Sul fronte registico Eli Roth rinuncia all'estetica della violenza estrema, sia pure accennata, fermandosi giusto un attimo prima, mostrando il minimo indispensabile. Si avvicina esteticamente al film originale, che oggi forse sarebbe un film per tutti, ma che all'epoca suscitò polemiche per la sua rappresentazione della violenza urbana, con molti elementi visivi, come lo schermo diviso e la fotografia notturna sgranata.

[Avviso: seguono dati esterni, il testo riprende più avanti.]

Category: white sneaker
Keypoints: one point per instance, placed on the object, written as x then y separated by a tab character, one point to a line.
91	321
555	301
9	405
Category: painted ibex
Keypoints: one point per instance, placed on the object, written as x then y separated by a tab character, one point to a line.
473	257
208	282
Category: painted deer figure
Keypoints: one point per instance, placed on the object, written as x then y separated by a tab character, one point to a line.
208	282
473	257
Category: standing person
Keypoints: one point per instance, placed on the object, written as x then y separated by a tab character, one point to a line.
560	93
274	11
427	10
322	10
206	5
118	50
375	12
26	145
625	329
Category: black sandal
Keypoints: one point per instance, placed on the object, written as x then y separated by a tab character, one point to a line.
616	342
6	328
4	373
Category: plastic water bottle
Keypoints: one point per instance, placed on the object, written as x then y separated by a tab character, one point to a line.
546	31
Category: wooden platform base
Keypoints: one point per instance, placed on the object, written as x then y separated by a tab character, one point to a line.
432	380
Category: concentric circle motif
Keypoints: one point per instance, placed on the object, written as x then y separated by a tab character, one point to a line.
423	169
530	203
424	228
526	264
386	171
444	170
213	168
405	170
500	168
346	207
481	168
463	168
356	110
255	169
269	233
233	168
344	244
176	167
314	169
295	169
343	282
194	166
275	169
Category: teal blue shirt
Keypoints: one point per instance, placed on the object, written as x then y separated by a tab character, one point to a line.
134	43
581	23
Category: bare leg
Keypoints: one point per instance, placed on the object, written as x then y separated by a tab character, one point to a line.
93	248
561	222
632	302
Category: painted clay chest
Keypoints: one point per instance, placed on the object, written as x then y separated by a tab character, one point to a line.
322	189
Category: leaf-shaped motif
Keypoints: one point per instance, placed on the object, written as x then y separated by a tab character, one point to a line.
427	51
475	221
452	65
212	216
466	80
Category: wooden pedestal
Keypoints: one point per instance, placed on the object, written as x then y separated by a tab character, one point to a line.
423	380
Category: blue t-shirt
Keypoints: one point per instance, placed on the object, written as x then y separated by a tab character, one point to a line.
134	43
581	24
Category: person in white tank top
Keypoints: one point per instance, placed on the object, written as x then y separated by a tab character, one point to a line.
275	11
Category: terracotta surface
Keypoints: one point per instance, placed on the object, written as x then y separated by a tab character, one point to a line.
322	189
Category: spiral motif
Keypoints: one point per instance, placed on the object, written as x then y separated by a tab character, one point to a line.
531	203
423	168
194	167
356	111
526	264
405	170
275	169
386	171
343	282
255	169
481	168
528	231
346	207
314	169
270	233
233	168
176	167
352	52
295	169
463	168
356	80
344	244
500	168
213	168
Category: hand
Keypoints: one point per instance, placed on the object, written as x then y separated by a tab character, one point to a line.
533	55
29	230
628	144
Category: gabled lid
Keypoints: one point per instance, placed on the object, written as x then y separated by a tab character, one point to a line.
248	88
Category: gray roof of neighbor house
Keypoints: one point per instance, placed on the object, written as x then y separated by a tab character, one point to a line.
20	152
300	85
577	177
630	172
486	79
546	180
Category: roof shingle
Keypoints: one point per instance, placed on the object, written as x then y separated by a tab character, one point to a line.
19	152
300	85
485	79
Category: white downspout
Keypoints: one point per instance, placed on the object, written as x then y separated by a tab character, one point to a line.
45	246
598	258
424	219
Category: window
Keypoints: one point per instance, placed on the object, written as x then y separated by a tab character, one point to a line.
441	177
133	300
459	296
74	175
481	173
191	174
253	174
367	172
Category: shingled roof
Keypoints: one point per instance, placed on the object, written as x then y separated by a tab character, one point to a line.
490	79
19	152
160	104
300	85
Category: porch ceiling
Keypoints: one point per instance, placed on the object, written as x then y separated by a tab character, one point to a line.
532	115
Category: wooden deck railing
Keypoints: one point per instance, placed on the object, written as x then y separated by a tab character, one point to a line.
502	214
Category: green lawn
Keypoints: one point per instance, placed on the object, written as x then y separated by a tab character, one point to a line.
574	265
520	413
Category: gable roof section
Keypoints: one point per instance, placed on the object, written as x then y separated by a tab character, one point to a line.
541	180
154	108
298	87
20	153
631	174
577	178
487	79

Se Willis è monocorde, coerente con l'idea di un uomo inebetito da una serie micidiali di avversità, ma è ben supportato dai comprimari, dal bravo Vincent D'Onofrio (I magnifici sette, Daredevil e Law & Order), nel ruolo del fratello del protagonista, primo indiziato di essere il Giustiziere per via dei suoi precedenti penali, e da Dean Norris (Breaking Bad), che riprende il ruolo che nell'originale fu del mitico Vincent Gardenia, ossia del poliziotto che sospetta la verità su Kersey ma si trova combattuto nell'agire fino in fondo.
Siamo davanti a un film che conserva tutto il distacco del materiale originale alla fine. Il racconto di una vicenda umana senza esprimere giudizi e che lascia lo spettatore a decidere se condannare Kersey o simpatizzare per lui. Alla fine lo scopo è di realizzare un prodotto d'intrattenimento che attinga alla realtà in modo credibile, ma non una vera e propria denuncia sociale.
È probabile che questo sia il primo capitolo di una nuova saga, perché l'ultimo fotogramma sembra dirci che ormai il protagonisa ha imboccato una strada senza ritorno.